Ожидая в кабинете начальника посыльного от председателя вилайетского комитета партии, с которым Нефисе обещала прислать все необходимое для ходжи, Кудрет написал письма Сэме, Дюрдане и Длинному — короткие, деловые, составленные таким образом, чтобы ни при каких обстоятельствах не смогли послужить материалом для шантажа. Он писал, что в настоящее время их приезд нецелесообразен, но, когда положение изменится, он вызовет их письмом или телеграммой, а также от души благодарил за внимание и заботу.
— Сынок, — сказал Кудрет явившемуся на его зов слуге, — наклей, пожалуйста, марки и поскорей опусти эти письма в почтовый ящик.
— Не извольте беспокоиться, эфендим, — ответил молодой человек, — будет сделано без промедления.
В тот же вечер Кудрет отправил ходжу в тюремную баню, велел хорошенько вымыться и надеть все новое. После бани ходжу было трудно узнать — он так и светился чистотой.

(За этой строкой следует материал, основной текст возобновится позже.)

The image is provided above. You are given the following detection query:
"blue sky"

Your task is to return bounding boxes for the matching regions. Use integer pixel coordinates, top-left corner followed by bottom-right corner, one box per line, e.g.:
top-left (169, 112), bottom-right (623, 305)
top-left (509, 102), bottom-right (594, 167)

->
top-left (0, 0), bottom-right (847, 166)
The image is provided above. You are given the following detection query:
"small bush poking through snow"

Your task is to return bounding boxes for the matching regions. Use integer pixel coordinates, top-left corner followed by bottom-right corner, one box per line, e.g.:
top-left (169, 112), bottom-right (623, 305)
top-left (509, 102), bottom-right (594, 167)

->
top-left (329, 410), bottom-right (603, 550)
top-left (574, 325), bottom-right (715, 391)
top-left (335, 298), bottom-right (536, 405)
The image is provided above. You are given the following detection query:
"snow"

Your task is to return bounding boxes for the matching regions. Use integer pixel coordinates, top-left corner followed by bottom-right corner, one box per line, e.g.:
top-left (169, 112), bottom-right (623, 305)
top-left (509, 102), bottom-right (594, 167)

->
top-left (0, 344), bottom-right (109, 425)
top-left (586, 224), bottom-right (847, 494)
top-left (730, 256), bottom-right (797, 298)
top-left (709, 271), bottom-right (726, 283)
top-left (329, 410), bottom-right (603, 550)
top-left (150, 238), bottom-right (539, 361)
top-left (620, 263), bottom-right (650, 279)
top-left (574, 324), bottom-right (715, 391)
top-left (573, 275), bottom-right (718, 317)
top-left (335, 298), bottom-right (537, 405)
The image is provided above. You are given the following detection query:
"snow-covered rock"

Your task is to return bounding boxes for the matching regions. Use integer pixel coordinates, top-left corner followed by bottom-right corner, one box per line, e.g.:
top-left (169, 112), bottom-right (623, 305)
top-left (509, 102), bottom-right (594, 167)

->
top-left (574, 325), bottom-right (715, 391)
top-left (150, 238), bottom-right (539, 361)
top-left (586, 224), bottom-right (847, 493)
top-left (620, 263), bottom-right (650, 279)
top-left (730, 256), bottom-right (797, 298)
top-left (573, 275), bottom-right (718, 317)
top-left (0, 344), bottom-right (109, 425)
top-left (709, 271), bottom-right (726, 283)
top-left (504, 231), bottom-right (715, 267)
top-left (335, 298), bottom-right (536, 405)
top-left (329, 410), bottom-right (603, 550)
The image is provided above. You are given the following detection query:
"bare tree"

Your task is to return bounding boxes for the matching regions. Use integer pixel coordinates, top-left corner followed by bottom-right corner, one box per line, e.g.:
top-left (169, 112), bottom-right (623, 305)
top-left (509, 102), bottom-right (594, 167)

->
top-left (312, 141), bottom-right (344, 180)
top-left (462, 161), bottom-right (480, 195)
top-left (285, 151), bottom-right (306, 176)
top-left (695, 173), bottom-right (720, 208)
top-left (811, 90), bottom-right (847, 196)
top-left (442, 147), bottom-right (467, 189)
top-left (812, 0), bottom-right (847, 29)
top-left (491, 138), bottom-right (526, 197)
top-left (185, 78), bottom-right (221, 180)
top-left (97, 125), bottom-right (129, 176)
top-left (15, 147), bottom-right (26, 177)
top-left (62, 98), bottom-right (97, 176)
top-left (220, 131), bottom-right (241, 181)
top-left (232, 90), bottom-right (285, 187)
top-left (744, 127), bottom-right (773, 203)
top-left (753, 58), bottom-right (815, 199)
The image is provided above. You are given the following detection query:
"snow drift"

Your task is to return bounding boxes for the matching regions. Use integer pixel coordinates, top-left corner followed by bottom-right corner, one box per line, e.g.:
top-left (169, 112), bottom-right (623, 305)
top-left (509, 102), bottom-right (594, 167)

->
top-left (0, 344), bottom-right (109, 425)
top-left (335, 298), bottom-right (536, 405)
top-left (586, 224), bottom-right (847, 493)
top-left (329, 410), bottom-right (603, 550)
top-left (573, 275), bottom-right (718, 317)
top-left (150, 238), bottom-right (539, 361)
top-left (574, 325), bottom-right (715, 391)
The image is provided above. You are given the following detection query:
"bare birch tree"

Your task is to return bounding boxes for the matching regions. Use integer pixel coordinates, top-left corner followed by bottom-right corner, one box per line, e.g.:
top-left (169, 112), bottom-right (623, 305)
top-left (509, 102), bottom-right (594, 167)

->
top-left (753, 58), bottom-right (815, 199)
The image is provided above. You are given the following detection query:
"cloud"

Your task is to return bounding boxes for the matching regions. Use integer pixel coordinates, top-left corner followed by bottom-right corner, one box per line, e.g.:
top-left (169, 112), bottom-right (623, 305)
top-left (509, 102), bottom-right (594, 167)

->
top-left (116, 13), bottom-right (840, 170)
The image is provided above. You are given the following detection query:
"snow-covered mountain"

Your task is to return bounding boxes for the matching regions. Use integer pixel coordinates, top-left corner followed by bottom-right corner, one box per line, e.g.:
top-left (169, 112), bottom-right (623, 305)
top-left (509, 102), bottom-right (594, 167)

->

— Ах, бей-эфенди, если бы судьба поместила нас в отдельную камеру!
Кудрет понимающе кивнул:
— Для начала и это неплохо. А потом все будет так, как вы пожелаете.
— Иншаллах, иншаллах!
— Я обращусь к прокурору. Пусть не сразу, но и это дело мы провернем. А потом уж вместе с вами, а то и со всем народом начнем молиться, творить намазы, отбивать поклоны и возносить хвалу и благодарение всевышнему. Не так ли?
— Всеконечно, дорогой эфендим, всеконечно!
— Начальник-то благоволит к тебе. Считает, что ты не виноват в том деле, какое тебе пришили.
— Благоволит? — удивился Акязылы.
— Да. А что?
— Не верю.
— Почему?
— А потому, дорогой, что он, как собака, предан властям. Настоящий Деджал[53], проклятый из проклятых! От таких добра не жди.
Ходжа вспомнил день, когда его посадили в тюрьму. Начальник, хотя это не входило в его обязанности, учинил ему допрос, ругался, кричал, размахивал руками. «Да будь я на месте Мустафы Кемаля, вырвал бы ваше поганое семя с корнем, удавил бы вас вашими же чалмами! Как ты, мерзавец, посмел приставать к мальчишке, да еще к своему ученику?!» — орал начальник, дыша в лицо ходже винным перегаром.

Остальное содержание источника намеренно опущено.